One Customer at a Time
Mass Marketing Won’t Build Your Brand and Business
Here is a list of companies that are terrible inspirations for your marketing:
Disney
Nike
Pepsi
Coca-Cola
Delta Airlines
General Motors
Progressive Insurance
Don’t look to them as models for what you should do.
What? Aren’t these companies paragons of branding and marketing?
Yes, sure, the kind of marketing they do works for them. But your company is not like theirs.
When Pepsi puts an ad on the Super Bowl, they communicate the same message to 100 million people. Through the brute force of mass marketing, Pepsi and other large companies hope to attract a (very) small portion of the people who are exposed to these messages. They are like whales who swim through the ocean with their mouths open, catching bits of plankton that just happen to be in front of them as they move.
Chances are, this is nothing like your situation. Most likely you are not a mass marketer.
Virtually every person who reads this newsletter works in a company that builds its business one customer at a time. You impress customers not through marketing flash and brute force, but by demonstrating to each customer that you understand their particular needs, and that you see them as distinct and different from your other customers.
Your Competitive Advantage Over the Big Brands (And Your Direct Competitors)
This is actually an advantage you have over these mass marketers. Pepsi must say the same thing to millions of people when they employ mass marketing techniques. You don’t need to do this.
You build your business one customer at a time.

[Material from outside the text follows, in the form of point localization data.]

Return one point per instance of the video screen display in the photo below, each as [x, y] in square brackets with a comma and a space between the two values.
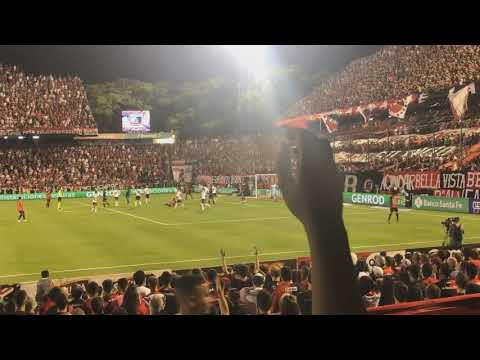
[136, 121]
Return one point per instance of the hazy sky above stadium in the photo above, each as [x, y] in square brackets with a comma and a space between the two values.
[96, 63]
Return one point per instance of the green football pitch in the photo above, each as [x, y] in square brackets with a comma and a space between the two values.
[75, 243]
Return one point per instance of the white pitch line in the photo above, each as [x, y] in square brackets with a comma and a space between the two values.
[228, 257]
[134, 216]
[157, 263]
[229, 221]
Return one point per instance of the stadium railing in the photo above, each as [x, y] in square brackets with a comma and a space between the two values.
[455, 305]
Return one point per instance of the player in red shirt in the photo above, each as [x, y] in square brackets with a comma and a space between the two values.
[49, 198]
[21, 210]
[394, 199]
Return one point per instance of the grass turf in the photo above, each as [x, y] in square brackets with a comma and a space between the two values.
[75, 242]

But… most companies in your situation don’t recognize this, and they operate with a mass marketing mindset. They spray their messages out into the world and pray that some people respond. Their marketing teams focus mostly on the website, digital marketing, social media, and collateral printed in high volumes. Customer-facing technologies are focused on streamlining transactions with many customers, not on improving the experiences of single customers.
You don’t need to do this.
Make Your Customers Feel Important, and Your Brand Will Become More Important to Them
You have the option to personalize your interactions with each of your customers. You can demonstrate that you value them for who they are, not because they are part of some mass, faceless audience.
This is true whether you sell to consumers or to other businesses. This is true whether you meet your customers face-to-face, over the phone, through digital communications or through ecommerce portals.
Even your reputation, in your community, industry or marketplace, is built one customer at a time. When people talk about you positively, or refer you to others, they are relating their personal experiences with your company and its product or service offerings.
Your brand is not pixie dust scattered over your customers, magically transforming them into committed customers. Your brand is what your customers believe about you as they interact with you.
Your challenge is to ditch the mass marketing mindset, and orient your company around personalized customer experiences. Sure, you need a website. Yes, you may need social media posts and printed brochures. But these are secondary. They are like the backdrop on a movie set… providing the setting for the real action that happens when humans interact.
What would you do differently if you embraced the idea that you build your business one customer at a time?
What would you do differently if you jettisoned a mass marketing mindset?
How much more would your customers appreciate you if you did?
You are not a mass marketer.
Don’t think like one, and certainly don’t act like one.